When university President Wallace Loh visited the Middle East in April, he returned with some new additions. 

Loh signed academic partnerships with several universities in Israel and Jordan in an effort to globalize this university and strengthen its relationships with those institutions. 

Almost a year after the agreement, university students are able to learn with students at Tel Aviv University through video-conference software in an Israel studies class. 

“I was glad [for the collaboration] because of the connection,” said Paul Scham, visiting professor and Gildenhorn Institute for Israel Studies executive director. “I think for someone who teaches about Israel, the sense of connection is important in ways we don’t see, we don’t realize.”    

As the first effort in cohesion with the agreement to globalize the classroom, an 18-person  class — ISRL 359A: Israel Studies Global Classroom; Conflicts and Challenges in Israel 1948-1967 — launched this semester, allowing a professor in Tel Aviv to teach students in the city and at this university simultaneously.  

Scham, Gov. Martin O’Malley and Yoram Peri (professor and Gildenhorn Institute director) were all involved in the initial collaboration. This state and Israel already have close ties economically and socially, Peri said, but on his most recent trip, O’Malley wanted to incorporate an academic tie. 

“You open the door to wonderful new ideas of learning,” Peri said. “It’s the beginning of new higher education.“

While Scham and Peri organized the course on this campus and act as the facilitators, the official professor for the class is Anat Stern from Tel Aviv, who instructs from Israel.

Because Tel Aviv’s second semester did not begin until Feb. 16, the professors at this university gave in-class lectures for three classes before video conferencing began Feb. 17. The three-and-a-half hour course is not just a lecture; the second half involves a discussion-based period for students in both classrooms to interact with one another. 

The students enrolled in the class at Tel Aviv University include a wide variety of international students with different backgrounds and countries of origin, Scham said.

A class and partnership like this also encourages students to visit the country, Peri said, because there are many opportunities to do so while learning about it interactively. 

Junior geographical sciences major Mohamad Ibrahim has never visited Israel, but because there are several students on the campus who have, he said being in the class makes it easy for them to relate to the topic. 

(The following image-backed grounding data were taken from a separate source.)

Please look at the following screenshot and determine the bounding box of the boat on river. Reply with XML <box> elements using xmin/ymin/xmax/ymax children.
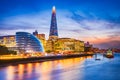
<box><xmin>104</xmin><ymin>49</ymin><xmax>114</xmax><ymax>58</ymax></box>
<box><xmin>95</xmin><ymin>53</ymin><xmax>101</xmax><ymax>60</ymax></box>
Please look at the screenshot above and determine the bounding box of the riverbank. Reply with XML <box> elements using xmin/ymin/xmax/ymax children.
<box><xmin>0</xmin><ymin>54</ymin><xmax>93</xmax><ymax>67</ymax></box>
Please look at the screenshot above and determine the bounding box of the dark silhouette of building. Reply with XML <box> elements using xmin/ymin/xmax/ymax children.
<box><xmin>84</xmin><ymin>42</ymin><xmax>93</xmax><ymax>52</ymax></box>
<box><xmin>33</xmin><ymin>30</ymin><xmax>38</xmax><ymax>35</ymax></box>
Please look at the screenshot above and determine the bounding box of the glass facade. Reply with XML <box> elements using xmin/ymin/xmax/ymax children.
<box><xmin>49</xmin><ymin>6</ymin><xmax>58</xmax><ymax>37</ymax></box>
<box><xmin>16</xmin><ymin>32</ymin><xmax>44</xmax><ymax>53</ymax></box>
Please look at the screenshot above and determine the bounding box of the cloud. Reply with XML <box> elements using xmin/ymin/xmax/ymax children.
<box><xmin>0</xmin><ymin>11</ymin><xmax>52</xmax><ymax>36</ymax></box>
<box><xmin>0</xmin><ymin>23</ymin><xmax>35</xmax><ymax>30</ymax></box>
<box><xmin>0</xmin><ymin>9</ymin><xmax>120</xmax><ymax>48</ymax></box>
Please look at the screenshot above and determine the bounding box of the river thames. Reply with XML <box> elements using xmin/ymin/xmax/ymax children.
<box><xmin>0</xmin><ymin>53</ymin><xmax>120</xmax><ymax>80</ymax></box>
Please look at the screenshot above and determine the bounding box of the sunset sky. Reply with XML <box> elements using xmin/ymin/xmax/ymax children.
<box><xmin>0</xmin><ymin>0</ymin><xmax>120</xmax><ymax>48</ymax></box>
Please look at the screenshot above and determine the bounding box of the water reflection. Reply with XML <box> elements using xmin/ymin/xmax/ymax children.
<box><xmin>6</xmin><ymin>66</ymin><xmax>14</xmax><ymax>80</ymax></box>
<box><xmin>18</xmin><ymin>64</ymin><xmax>24</xmax><ymax>80</ymax></box>
<box><xmin>1</xmin><ymin>54</ymin><xmax>120</xmax><ymax>80</ymax></box>
<box><xmin>27</xmin><ymin>63</ymin><xmax>33</xmax><ymax>76</ymax></box>
<box><xmin>1</xmin><ymin>56</ymin><xmax>93</xmax><ymax>80</ymax></box>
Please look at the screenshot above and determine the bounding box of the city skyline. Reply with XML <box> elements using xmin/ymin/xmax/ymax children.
<box><xmin>0</xmin><ymin>0</ymin><xmax>120</xmax><ymax>49</ymax></box>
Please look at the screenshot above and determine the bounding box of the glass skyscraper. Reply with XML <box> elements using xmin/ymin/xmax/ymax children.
<box><xmin>49</xmin><ymin>6</ymin><xmax>58</xmax><ymax>39</ymax></box>
<box><xmin>16</xmin><ymin>32</ymin><xmax>44</xmax><ymax>53</ymax></box>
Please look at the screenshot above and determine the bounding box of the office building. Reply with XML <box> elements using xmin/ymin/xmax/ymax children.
<box><xmin>16</xmin><ymin>32</ymin><xmax>44</xmax><ymax>53</ymax></box>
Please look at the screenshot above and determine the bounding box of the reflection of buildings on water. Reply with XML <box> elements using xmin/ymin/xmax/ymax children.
<box><xmin>5</xmin><ymin>56</ymin><xmax>92</xmax><ymax>80</ymax></box>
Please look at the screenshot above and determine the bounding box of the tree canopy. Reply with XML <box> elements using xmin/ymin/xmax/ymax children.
<box><xmin>0</xmin><ymin>45</ymin><xmax>17</xmax><ymax>55</ymax></box>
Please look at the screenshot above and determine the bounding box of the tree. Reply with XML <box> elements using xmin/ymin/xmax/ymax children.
<box><xmin>0</xmin><ymin>45</ymin><xmax>9</xmax><ymax>55</ymax></box>
<box><xmin>0</xmin><ymin>45</ymin><xmax>17</xmax><ymax>55</ymax></box>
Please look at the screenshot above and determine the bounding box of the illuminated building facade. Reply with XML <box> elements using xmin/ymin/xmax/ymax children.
<box><xmin>46</xmin><ymin>6</ymin><xmax>85</xmax><ymax>53</ymax></box>
<box><xmin>33</xmin><ymin>30</ymin><xmax>46</xmax><ymax>50</ymax></box>
<box><xmin>16</xmin><ymin>32</ymin><xmax>44</xmax><ymax>53</ymax></box>
<box><xmin>54</xmin><ymin>38</ymin><xmax>84</xmax><ymax>53</ymax></box>
<box><xmin>49</xmin><ymin>6</ymin><xmax>58</xmax><ymax>40</ymax></box>
<box><xmin>0</xmin><ymin>35</ymin><xmax>16</xmax><ymax>47</ymax></box>
<box><xmin>0</xmin><ymin>35</ymin><xmax>16</xmax><ymax>50</ymax></box>
<box><xmin>0</xmin><ymin>6</ymin><xmax>88</xmax><ymax>54</ymax></box>
<box><xmin>46</xmin><ymin>6</ymin><xmax>58</xmax><ymax>52</ymax></box>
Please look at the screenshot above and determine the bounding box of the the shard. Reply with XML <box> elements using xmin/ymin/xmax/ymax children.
<box><xmin>49</xmin><ymin>6</ymin><xmax>58</xmax><ymax>39</ymax></box>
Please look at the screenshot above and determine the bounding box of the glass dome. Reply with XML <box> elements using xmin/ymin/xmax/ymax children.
<box><xmin>16</xmin><ymin>32</ymin><xmax>44</xmax><ymax>53</ymax></box>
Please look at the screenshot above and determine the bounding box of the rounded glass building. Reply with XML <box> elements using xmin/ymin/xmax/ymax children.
<box><xmin>16</xmin><ymin>32</ymin><xmax>44</xmax><ymax>53</ymax></box>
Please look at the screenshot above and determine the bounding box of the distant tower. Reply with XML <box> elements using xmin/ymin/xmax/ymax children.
<box><xmin>33</xmin><ymin>30</ymin><xmax>38</xmax><ymax>36</ymax></box>
<box><xmin>49</xmin><ymin>6</ymin><xmax>58</xmax><ymax>40</ymax></box>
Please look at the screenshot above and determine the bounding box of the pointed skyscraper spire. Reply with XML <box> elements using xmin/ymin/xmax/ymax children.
<box><xmin>49</xmin><ymin>6</ymin><xmax>58</xmax><ymax>40</ymax></box>
<box><xmin>52</xmin><ymin>6</ymin><xmax>56</xmax><ymax>13</ymax></box>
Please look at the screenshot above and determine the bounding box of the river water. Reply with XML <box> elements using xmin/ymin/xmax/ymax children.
<box><xmin>0</xmin><ymin>53</ymin><xmax>120</xmax><ymax>80</ymax></box>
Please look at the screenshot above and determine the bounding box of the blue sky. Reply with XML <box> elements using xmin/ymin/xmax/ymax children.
<box><xmin>0</xmin><ymin>0</ymin><xmax>120</xmax><ymax>48</ymax></box>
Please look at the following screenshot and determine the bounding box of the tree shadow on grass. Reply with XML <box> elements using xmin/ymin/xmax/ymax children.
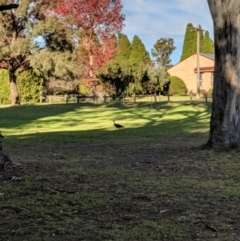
<box><xmin>0</xmin><ymin>100</ymin><xmax>211</xmax><ymax>148</ymax></box>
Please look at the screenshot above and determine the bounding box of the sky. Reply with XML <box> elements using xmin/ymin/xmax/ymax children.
<box><xmin>121</xmin><ymin>0</ymin><xmax>213</xmax><ymax>65</ymax></box>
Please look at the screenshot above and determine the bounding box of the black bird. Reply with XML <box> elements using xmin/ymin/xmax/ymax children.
<box><xmin>113</xmin><ymin>120</ymin><xmax>124</xmax><ymax>129</ymax></box>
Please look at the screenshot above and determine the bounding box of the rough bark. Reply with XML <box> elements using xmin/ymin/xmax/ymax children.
<box><xmin>9</xmin><ymin>71</ymin><xmax>20</xmax><ymax>105</ymax></box>
<box><xmin>207</xmin><ymin>0</ymin><xmax>240</xmax><ymax>148</ymax></box>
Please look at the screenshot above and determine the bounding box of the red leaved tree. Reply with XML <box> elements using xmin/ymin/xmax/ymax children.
<box><xmin>53</xmin><ymin>0</ymin><xmax>124</xmax><ymax>90</ymax></box>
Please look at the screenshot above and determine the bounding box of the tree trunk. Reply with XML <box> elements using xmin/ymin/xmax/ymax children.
<box><xmin>207</xmin><ymin>0</ymin><xmax>240</xmax><ymax>148</ymax></box>
<box><xmin>9</xmin><ymin>71</ymin><xmax>20</xmax><ymax>105</ymax></box>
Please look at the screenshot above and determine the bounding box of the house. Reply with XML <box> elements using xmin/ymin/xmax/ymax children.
<box><xmin>167</xmin><ymin>53</ymin><xmax>214</xmax><ymax>94</ymax></box>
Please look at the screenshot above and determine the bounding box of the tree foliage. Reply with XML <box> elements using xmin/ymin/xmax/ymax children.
<box><xmin>98</xmin><ymin>61</ymin><xmax>135</xmax><ymax>96</ymax></box>
<box><xmin>0</xmin><ymin>0</ymin><xmax>74</xmax><ymax>104</ymax></box>
<box><xmin>202</xmin><ymin>31</ymin><xmax>214</xmax><ymax>54</ymax></box>
<box><xmin>114</xmin><ymin>33</ymin><xmax>131</xmax><ymax>62</ymax></box>
<box><xmin>169</xmin><ymin>76</ymin><xmax>187</xmax><ymax>96</ymax></box>
<box><xmin>145</xmin><ymin>64</ymin><xmax>169</xmax><ymax>94</ymax></box>
<box><xmin>17</xmin><ymin>69</ymin><xmax>44</xmax><ymax>103</ymax></box>
<box><xmin>0</xmin><ymin>69</ymin><xmax>10</xmax><ymax>104</ymax></box>
<box><xmin>180</xmin><ymin>23</ymin><xmax>214</xmax><ymax>61</ymax></box>
<box><xmin>151</xmin><ymin>38</ymin><xmax>176</xmax><ymax>68</ymax></box>
<box><xmin>180</xmin><ymin>23</ymin><xmax>197</xmax><ymax>61</ymax></box>
<box><xmin>52</xmin><ymin>0</ymin><xmax>125</xmax><ymax>85</ymax></box>
<box><xmin>129</xmin><ymin>35</ymin><xmax>150</xmax><ymax>63</ymax></box>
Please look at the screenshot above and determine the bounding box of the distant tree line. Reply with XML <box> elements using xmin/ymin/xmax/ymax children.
<box><xmin>0</xmin><ymin>1</ymin><xmax>213</xmax><ymax>105</ymax></box>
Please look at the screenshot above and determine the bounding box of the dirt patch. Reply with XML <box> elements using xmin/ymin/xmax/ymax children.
<box><xmin>0</xmin><ymin>137</ymin><xmax>240</xmax><ymax>241</ymax></box>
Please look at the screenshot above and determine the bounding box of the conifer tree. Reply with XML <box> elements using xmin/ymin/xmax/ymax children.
<box><xmin>129</xmin><ymin>35</ymin><xmax>150</xmax><ymax>63</ymax></box>
<box><xmin>180</xmin><ymin>23</ymin><xmax>197</xmax><ymax>61</ymax></box>
<box><xmin>202</xmin><ymin>31</ymin><xmax>214</xmax><ymax>54</ymax></box>
<box><xmin>115</xmin><ymin>33</ymin><xmax>131</xmax><ymax>62</ymax></box>
<box><xmin>180</xmin><ymin>23</ymin><xmax>214</xmax><ymax>61</ymax></box>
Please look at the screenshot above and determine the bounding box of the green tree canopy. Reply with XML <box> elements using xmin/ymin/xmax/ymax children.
<box><xmin>151</xmin><ymin>38</ymin><xmax>176</xmax><ymax>68</ymax></box>
<box><xmin>180</xmin><ymin>23</ymin><xmax>214</xmax><ymax>62</ymax></box>
<box><xmin>114</xmin><ymin>33</ymin><xmax>131</xmax><ymax>62</ymax></box>
<box><xmin>129</xmin><ymin>35</ymin><xmax>150</xmax><ymax>63</ymax></box>
<box><xmin>180</xmin><ymin>23</ymin><xmax>197</xmax><ymax>61</ymax></box>
<box><xmin>201</xmin><ymin>31</ymin><xmax>214</xmax><ymax>54</ymax></box>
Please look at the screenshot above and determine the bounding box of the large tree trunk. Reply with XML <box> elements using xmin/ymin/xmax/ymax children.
<box><xmin>9</xmin><ymin>71</ymin><xmax>20</xmax><ymax>105</ymax></box>
<box><xmin>207</xmin><ymin>0</ymin><xmax>240</xmax><ymax>148</ymax></box>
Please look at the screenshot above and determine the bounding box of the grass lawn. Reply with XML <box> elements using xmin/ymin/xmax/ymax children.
<box><xmin>0</xmin><ymin>98</ymin><xmax>239</xmax><ymax>241</ymax></box>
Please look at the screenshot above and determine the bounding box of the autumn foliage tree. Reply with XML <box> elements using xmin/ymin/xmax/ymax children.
<box><xmin>52</xmin><ymin>0</ymin><xmax>125</xmax><ymax>90</ymax></box>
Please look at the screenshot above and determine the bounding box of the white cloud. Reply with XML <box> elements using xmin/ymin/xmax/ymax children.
<box><xmin>121</xmin><ymin>0</ymin><xmax>213</xmax><ymax>64</ymax></box>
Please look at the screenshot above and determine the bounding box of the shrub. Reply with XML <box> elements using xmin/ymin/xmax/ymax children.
<box><xmin>17</xmin><ymin>69</ymin><xmax>44</xmax><ymax>103</ymax></box>
<box><xmin>0</xmin><ymin>69</ymin><xmax>11</xmax><ymax>104</ymax></box>
<box><xmin>207</xmin><ymin>89</ymin><xmax>213</xmax><ymax>96</ymax></box>
<box><xmin>169</xmin><ymin>76</ymin><xmax>187</xmax><ymax>96</ymax></box>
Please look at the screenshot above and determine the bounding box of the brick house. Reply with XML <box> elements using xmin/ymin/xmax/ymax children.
<box><xmin>167</xmin><ymin>53</ymin><xmax>214</xmax><ymax>94</ymax></box>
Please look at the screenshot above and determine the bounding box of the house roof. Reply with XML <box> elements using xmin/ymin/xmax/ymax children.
<box><xmin>168</xmin><ymin>52</ymin><xmax>215</xmax><ymax>71</ymax></box>
<box><xmin>200</xmin><ymin>53</ymin><xmax>215</xmax><ymax>60</ymax></box>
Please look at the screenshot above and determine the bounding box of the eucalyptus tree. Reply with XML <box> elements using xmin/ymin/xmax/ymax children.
<box><xmin>30</xmin><ymin>14</ymin><xmax>81</xmax><ymax>94</ymax></box>
<box><xmin>207</xmin><ymin>0</ymin><xmax>240</xmax><ymax>148</ymax></box>
<box><xmin>0</xmin><ymin>0</ymin><xmax>81</xmax><ymax>104</ymax></box>
<box><xmin>151</xmin><ymin>38</ymin><xmax>176</xmax><ymax>68</ymax></box>
<box><xmin>0</xmin><ymin>0</ymin><xmax>58</xmax><ymax>105</ymax></box>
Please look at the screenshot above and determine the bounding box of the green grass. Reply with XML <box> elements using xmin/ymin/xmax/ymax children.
<box><xmin>0</xmin><ymin>97</ymin><xmax>211</xmax><ymax>145</ymax></box>
<box><xmin>5</xmin><ymin>98</ymin><xmax>240</xmax><ymax>241</ymax></box>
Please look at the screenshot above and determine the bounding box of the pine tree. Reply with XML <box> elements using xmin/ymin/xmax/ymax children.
<box><xmin>129</xmin><ymin>35</ymin><xmax>150</xmax><ymax>63</ymax></box>
<box><xmin>202</xmin><ymin>31</ymin><xmax>214</xmax><ymax>54</ymax></box>
<box><xmin>180</xmin><ymin>23</ymin><xmax>197</xmax><ymax>61</ymax></box>
<box><xmin>115</xmin><ymin>33</ymin><xmax>131</xmax><ymax>62</ymax></box>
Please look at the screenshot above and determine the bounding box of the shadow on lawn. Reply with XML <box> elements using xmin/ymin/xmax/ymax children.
<box><xmin>0</xmin><ymin>100</ymin><xmax>211</xmax><ymax>147</ymax></box>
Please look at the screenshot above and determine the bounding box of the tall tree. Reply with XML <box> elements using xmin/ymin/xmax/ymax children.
<box><xmin>180</xmin><ymin>23</ymin><xmax>196</xmax><ymax>61</ymax></box>
<box><xmin>201</xmin><ymin>31</ymin><xmax>214</xmax><ymax>54</ymax></box>
<box><xmin>30</xmin><ymin>13</ymin><xmax>80</xmax><ymax>95</ymax></box>
<box><xmin>151</xmin><ymin>38</ymin><xmax>176</xmax><ymax>68</ymax></box>
<box><xmin>52</xmin><ymin>0</ymin><xmax>125</xmax><ymax>88</ymax></box>
<box><xmin>207</xmin><ymin>0</ymin><xmax>240</xmax><ymax>148</ymax></box>
<box><xmin>129</xmin><ymin>35</ymin><xmax>150</xmax><ymax>63</ymax></box>
<box><xmin>0</xmin><ymin>0</ymin><xmax>33</xmax><ymax>105</ymax></box>
<box><xmin>0</xmin><ymin>0</ymin><xmax>59</xmax><ymax>105</ymax></box>
<box><xmin>115</xmin><ymin>33</ymin><xmax>131</xmax><ymax>62</ymax></box>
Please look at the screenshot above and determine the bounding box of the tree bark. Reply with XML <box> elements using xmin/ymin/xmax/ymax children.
<box><xmin>207</xmin><ymin>0</ymin><xmax>240</xmax><ymax>148</ymax></box>
<box><xmin>9</xmin><ymin>71</ymin><xmax>20</xmax><ymax>105</ymax></box>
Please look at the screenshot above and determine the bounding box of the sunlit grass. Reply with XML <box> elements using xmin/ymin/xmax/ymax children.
<box><xmin>0</xmin><ymin>97</ymin><xmax>211</xmax><ymax>144</ymax></box>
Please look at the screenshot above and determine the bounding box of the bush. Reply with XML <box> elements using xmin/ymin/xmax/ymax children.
<box><xmin>0</xmin><ymin>69</ymin><xmax>11</xmax><ymax>104</ymax></box>
<box><xmin>207</xmin><ymin>89</ymin><xmax>213</xmax><ymax>96</ymax></box>
<box><xmin>17</xmin><ymin>69</ymin><xmax>44</xmax><ymax>103</ymax></box>
<box><xmin>169</xmin><ymin>76</ymin><xmax>187</xmax><ymax>96</ymax></box>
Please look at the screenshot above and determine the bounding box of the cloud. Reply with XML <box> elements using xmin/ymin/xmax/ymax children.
<box><xmin>121</xmin><ymin>0</ymin><xmax>213</xmax><ymax>64</ymax></box>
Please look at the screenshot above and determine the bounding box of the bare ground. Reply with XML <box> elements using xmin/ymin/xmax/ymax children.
<box><xmin>0</xmin><ymin>136</ymin><xmax>240</xmax><ymax>241</ymax></box>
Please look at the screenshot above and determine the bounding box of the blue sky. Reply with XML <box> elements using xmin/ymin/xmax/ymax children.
<box><xmin>121</xmin><ymin>0</ymin><xmax>213</xmax><ymax>65</ymax></box>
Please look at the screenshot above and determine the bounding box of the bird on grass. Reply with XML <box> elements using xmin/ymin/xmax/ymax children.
<box><xmin>113</xmin><ymin>120</ymin><xmax>124</xmax><ymax>129</ymax></box>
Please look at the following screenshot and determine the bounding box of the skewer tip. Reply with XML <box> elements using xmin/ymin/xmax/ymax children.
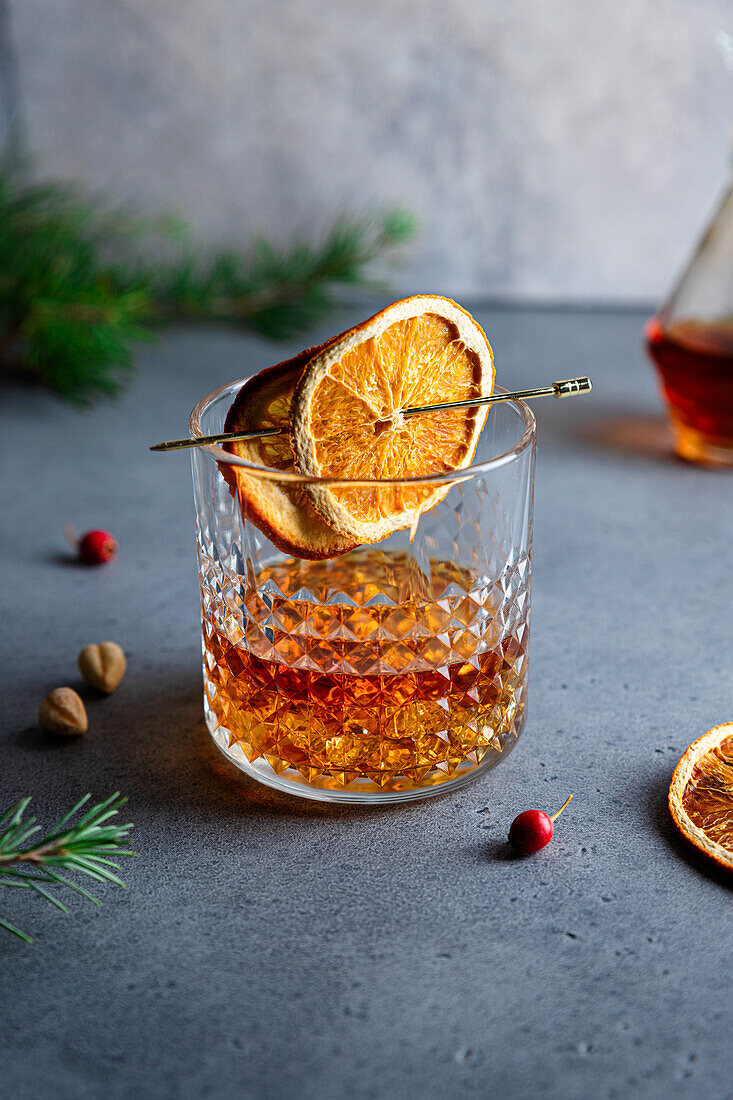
<box><xmin>553</xmin><ymin>377</ymin><xmax>592</xmax><ymax>398</ymax></box>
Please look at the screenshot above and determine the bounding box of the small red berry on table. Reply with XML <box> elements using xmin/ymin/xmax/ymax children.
<box><xmin>65</xmin><ymin>524</ymin><xmax>118</xmax><ymax>565</ymax></box>
<box><xmin>508</xmin><ymin>794</ymin><xmax>573</xmax><ymax>855</ymax></box>
<box><xmin>79</xmin><ymin>530</ymin><xmax>117</xmax><ymax>564</ymax></box>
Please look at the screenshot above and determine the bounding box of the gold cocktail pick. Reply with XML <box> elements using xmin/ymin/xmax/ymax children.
<box><xmin>150</xmin><ymin>376</ymin><xmax>592</xmax><ymax>452</ymax></box>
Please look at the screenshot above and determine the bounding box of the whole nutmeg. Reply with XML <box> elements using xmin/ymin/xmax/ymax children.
<box><xmin>78</xmin><ymin>642</ymin><xmax>126</xmax><ymax>694</ymax></box>
<box><xmin>38</xmin><ymin>687</ymin><xmax>88</xmax><ymax>735</ymax></box>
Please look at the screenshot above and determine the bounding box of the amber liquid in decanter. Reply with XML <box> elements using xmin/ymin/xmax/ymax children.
<box><xmin>646</xmin><ymin>317</ymin><xmax>733</xmax><ymax>458</ymax></box>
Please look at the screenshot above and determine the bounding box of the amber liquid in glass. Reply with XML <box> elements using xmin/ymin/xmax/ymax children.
<box><xmin>202</xmin><ymin>551</ymin><xmax>528</xmax><ymax>791</ymax></box>
<box><xmin>645</xmin><ymin>318</ymin><xmax>733</xmax><ymax>461</ymax></box>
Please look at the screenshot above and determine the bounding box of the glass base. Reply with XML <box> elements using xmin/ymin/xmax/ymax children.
<box><xmin>206</xmin><ymin>703</ymin><xmax>525</xmax><ymax>805</ymax></box>
<box><xmin>671</xmin><ymin>418</ymin><xmax>733</xmax><ymax>468</ymax></box>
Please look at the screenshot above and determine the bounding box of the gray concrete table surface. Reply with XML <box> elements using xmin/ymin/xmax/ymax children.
<box><xmin>1</xmin><ymin>306</ymin><xmax>731</xmax><ymax>1100</ymax></box>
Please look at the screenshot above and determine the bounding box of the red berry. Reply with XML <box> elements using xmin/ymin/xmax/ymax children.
<box><xmin>78</xmin><ymin>529</ymin><xmax>117</xmax><ymax>565</ymax></box>
<box><xmin>509</xmin><ymin>809</ymin><xmax>554</xmax><ymax>854</ymax></box>
<box><xmin>508</xmin><ymin>795</ymin><xmax>573</xmax><ymax>856</ymax></box>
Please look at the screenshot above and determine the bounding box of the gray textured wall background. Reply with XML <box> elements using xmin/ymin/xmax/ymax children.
<box><xmin>6</xmin><ymin>0</ymin><xmax>733</xmax><ymax>302</ymax></box>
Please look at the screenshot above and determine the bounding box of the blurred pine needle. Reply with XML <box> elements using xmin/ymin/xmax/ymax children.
<box><xmin>0</xmin><ymin>165</ymin><xmax>417</xmax><ymax>403</ymax></box>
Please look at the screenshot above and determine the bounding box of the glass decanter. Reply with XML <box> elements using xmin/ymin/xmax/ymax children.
<box><xmin>646</xmin><ymin>180</ymin><xmax>733</xmax><ymax>467</ymax></box>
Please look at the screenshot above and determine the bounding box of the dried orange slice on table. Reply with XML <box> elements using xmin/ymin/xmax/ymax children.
<box><xmin>669</xmin><ymin>723</ymin><xmax>733</xmax><ymax>873</ymax></box>
<box><xmin>290</xmin><ymin>295</ymin><xmax>495</xmax><ymax>544</ymax></box>
<box><xmin>223</xmin><ymin>344</ymin><xmax>358</xmax><ymax>560</ymax></box>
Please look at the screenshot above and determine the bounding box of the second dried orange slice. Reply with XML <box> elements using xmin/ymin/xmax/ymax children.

“It allows for better access to a lot of experts,” Ibrahim said. “ It’s an intelligent topic, and the fact that it’s taught like this is amazing.” 

Peri said the partnership could be used within other disciplines or in other countries, but more intricate classes might require more preparation and research. 

“This is only the beginning, but the idea is to go beyond Tel Aviv and UMD,” Peri said. 

Scham said they expect to see more partnerships like this in the future, and “in five to 10 years, this will be the norm,” he said.